IDR / deployment

Deployment infrastructure for the Image Data Resource
https://idr.openmicroscopy.org/about/deployment.html
BSD 2-Clause "Simplified" License
13 stars 14 forks source link

prod107: search engine deployment #370

Closed sbesson closed 2 years ago

sbesson commented 2 years ago

The deployment of a first version of the search engine stack is a target of the upcoming prod107 release. #359 introduces the playbook allowing to deploy the stack while #367 contains the logic to define a new group of servers where the service should be deployed.

While #367 focuses on deploying the service in the simple context of a pilot VM where all the services are colocated on a single nde, for the scope of prod107 we will need to decide how to deploy it the multi-nodes architecture used for production deployments.

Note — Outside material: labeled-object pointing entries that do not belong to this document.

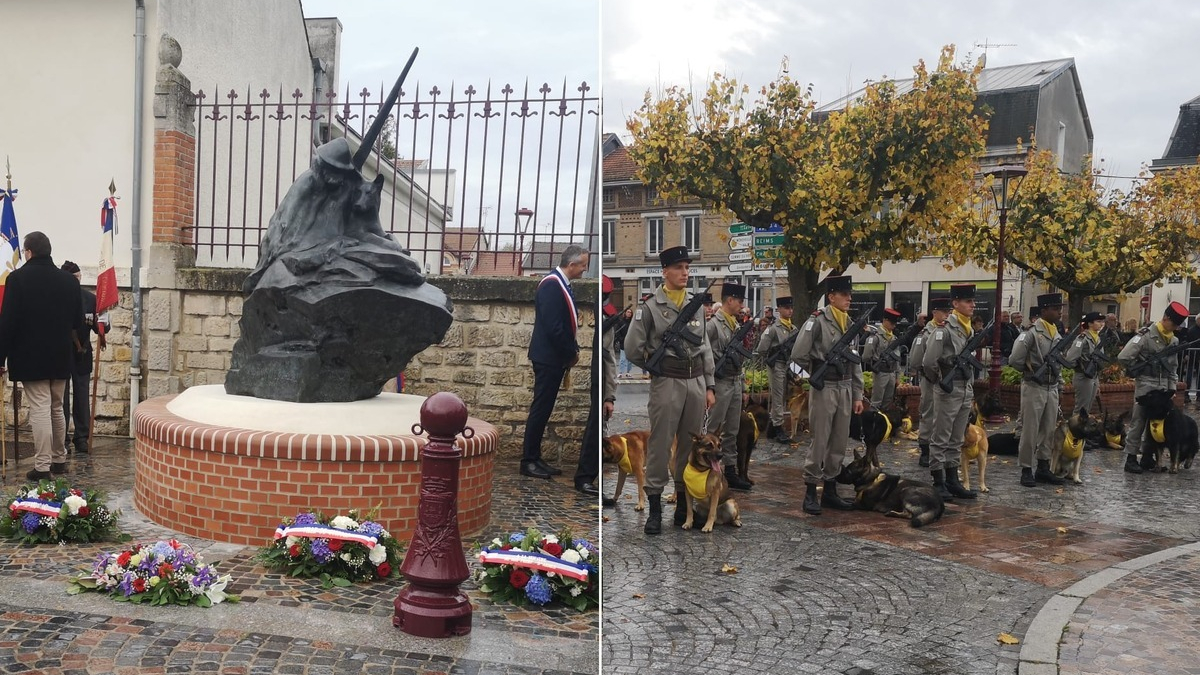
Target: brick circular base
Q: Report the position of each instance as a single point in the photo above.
(235, 485)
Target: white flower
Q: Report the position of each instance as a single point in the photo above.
(378, 554)
(343, 523)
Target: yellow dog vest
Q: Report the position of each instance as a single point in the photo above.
(1072, 447)
(1156, 430)
(696, 481)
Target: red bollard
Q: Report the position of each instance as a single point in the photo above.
(431, 605)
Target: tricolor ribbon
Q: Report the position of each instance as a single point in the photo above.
(41, 507)
(325, 532)
(539, 561)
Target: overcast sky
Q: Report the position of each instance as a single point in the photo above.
(1137, 60)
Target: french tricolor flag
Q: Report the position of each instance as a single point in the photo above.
(106, 278)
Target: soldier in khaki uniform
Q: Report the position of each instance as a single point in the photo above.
(829, 408)
(951, 408)
(887, 370)
(775, 335)
(1147, 342)
(1039, 400)
(1079, 353)
(940, 308)
(730, 384)
(679, 394)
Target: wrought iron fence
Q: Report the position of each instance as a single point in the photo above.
(491, 181)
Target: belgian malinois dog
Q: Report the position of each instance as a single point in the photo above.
(891, 495)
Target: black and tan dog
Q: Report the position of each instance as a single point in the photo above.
(707, 490)
(628, 452)
(1067, 443)
(1167, 426)
(875, 426)
(892, 495)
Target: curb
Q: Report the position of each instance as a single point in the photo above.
(1039, 650)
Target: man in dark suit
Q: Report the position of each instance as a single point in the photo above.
(75, 399)
(553, 351)
(42, 310)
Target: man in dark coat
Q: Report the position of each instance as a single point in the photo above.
(75, 400)
(553, 351)
(42, 310)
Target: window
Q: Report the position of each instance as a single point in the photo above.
(653, 236)
(691, 233)
(609, 238)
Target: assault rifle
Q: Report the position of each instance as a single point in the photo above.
(735, 347)
(965, 363)
(1054, 362)
(1141, 366)
(840, 353)
(677, 334)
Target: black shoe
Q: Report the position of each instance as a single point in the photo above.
(1132, 465)
(549, 469)
(735, 481)
(831, 499)
(954, 487)
(1043, 473)
(532, 470)
(940, 485)
(654, 517)
(811, 503)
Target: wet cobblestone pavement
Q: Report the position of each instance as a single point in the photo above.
(282, 625)
(865, 595)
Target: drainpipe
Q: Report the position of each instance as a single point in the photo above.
(139, 41)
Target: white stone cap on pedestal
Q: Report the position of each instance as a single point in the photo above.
(387, 414)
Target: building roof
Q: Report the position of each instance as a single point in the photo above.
(618, 166)
(1012, 94)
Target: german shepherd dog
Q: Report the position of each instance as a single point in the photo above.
(708, 493)
(1180, 435)
(628, 452)
(755, 418)
(1067, 443)
(892, 495)
(874, 426)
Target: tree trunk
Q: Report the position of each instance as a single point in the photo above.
(804, 285)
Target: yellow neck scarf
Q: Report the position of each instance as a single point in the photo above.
(1050, 328)
(676, 297)
(965, 320)
(839, 316)
(1158, 326)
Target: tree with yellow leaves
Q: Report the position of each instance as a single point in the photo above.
(873, 183)
(1071, 232)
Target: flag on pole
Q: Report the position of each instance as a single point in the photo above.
(10, 242)
(106, 275)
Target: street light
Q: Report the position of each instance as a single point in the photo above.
(1002, 178)
(522, 213)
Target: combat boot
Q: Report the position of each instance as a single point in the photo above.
(654, 518)
(1043, 475)
(831, 499)
(811, 503)
(735, 481)
(940, 485)
(955, 487)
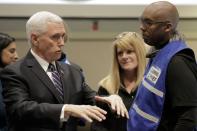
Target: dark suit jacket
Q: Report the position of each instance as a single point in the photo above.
(32, 102)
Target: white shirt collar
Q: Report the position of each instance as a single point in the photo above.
(43, 63)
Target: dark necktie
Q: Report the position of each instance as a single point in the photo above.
(56, 80)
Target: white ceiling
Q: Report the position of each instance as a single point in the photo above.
(108, 2)
(89, 8)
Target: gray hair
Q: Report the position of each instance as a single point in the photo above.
(37, 23)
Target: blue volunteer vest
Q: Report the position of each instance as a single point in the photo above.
(147, 107)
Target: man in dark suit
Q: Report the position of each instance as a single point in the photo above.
(36, 100)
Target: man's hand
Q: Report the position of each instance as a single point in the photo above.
(86, 112)
(115, 103)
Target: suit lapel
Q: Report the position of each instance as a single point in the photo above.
(64, 74)
(41, 75)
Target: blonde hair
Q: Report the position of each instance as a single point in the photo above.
(125, 40)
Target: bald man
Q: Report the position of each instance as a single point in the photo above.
(167, 97)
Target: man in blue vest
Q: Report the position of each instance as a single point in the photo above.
(167, 97)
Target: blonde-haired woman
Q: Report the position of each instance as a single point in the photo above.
(128, 65)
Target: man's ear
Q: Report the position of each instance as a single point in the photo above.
(34, 39)
(168, 27)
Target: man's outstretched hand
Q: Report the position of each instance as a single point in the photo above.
(116, 104)
(86, 112)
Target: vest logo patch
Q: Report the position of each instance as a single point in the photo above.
(153, 74)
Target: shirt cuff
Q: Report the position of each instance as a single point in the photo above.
(63, 118)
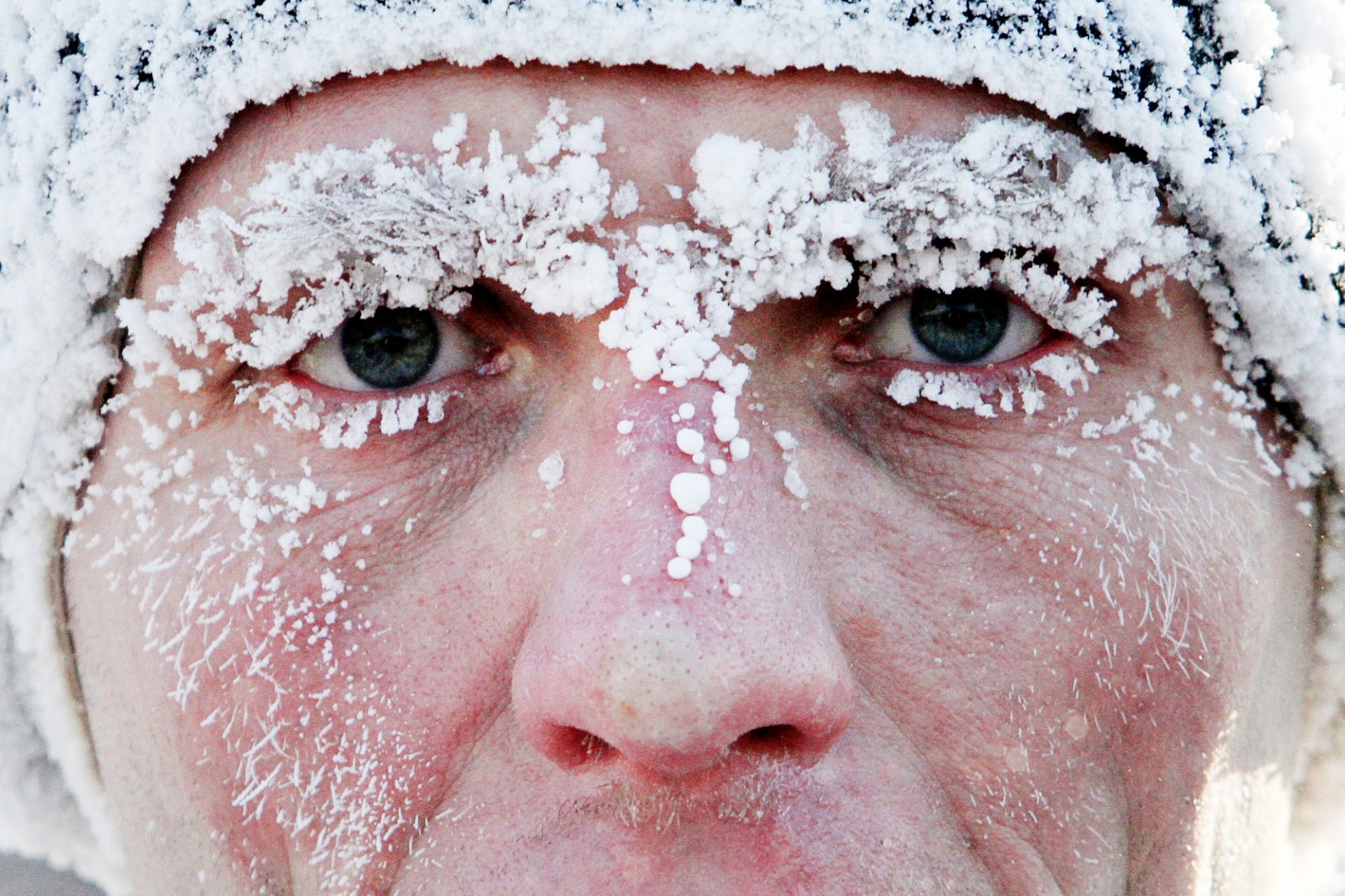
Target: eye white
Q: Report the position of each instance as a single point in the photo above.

The current set of instances (and their relationship) created for each deployment can be loosely summarized by:

idr-database -> idr-omeroreadonly-1,idr-omeroreadonly-2,idr-omeroreadonly-3,idr-omeroreadonly-4, idr-omeroreadwrite -> idr-proxy idr-database,idr-omeroreadonly-1,idr-omeroreadonly-2,idr-omeroreadonly-3,idr-omeroreadonly-4, idr-omeroreadwrite ->idr-management

Listing the various architectures available

Option 1: deploy the app in the management instance

Pros: it benefits from the Docker prerequisites being installed in the management instance (Currently used for monitoring), it's the strategy originally used for #359, currently deployed on test104 Cons: the compute capacity of the management VM is limited esp. for a full indexing, consuming the search endpoint from the omero nodes would require to go through the proxy

Option 2: deploy the app in the omeroreadwrite instance

Pros: this is a more scaled version of the option 1, it uses the fact the omeroreadwrite server has a larger compute capacity. Additionally, this makes use of the capacity of omeroreadwrite which is currently unused when the deployment is moving to production (except for minor DB updates like adding DOIs/publication) Cons: same as above, consuming the search endpoints from the omeroreadonly nodes currently requires to go through the proxy without additional nginx configuration

Option 3: deploy the app in a new searchengine instance

Pros: allows to tailor compute/storage capacity of the instance to the exact needs of the app. Allows the various omero instances to access the searchengine service in the same way as the database is accessed Cons: requires 1 more instance would be created per production deployment and probably needs to be reviewed with the global tenancy capacity

Option 4: deploy the app across all omero instances

Pros: for indexing, this would keep the benefit of option 2 and use the compute capacity of omeroreadwrite, if we are thinking of integrating with omero-web or idr-gallery, it colocates the service and simplifies. Also this starts scaling the service in the same way as the OMERO.web servers Cons: probably requires additional thoughts on how to distribute the data especially the elasticsearch database, possible moving towards an ElasticSearch cluster (4a) or moving ElasticSearch to yet another instance (option 4b)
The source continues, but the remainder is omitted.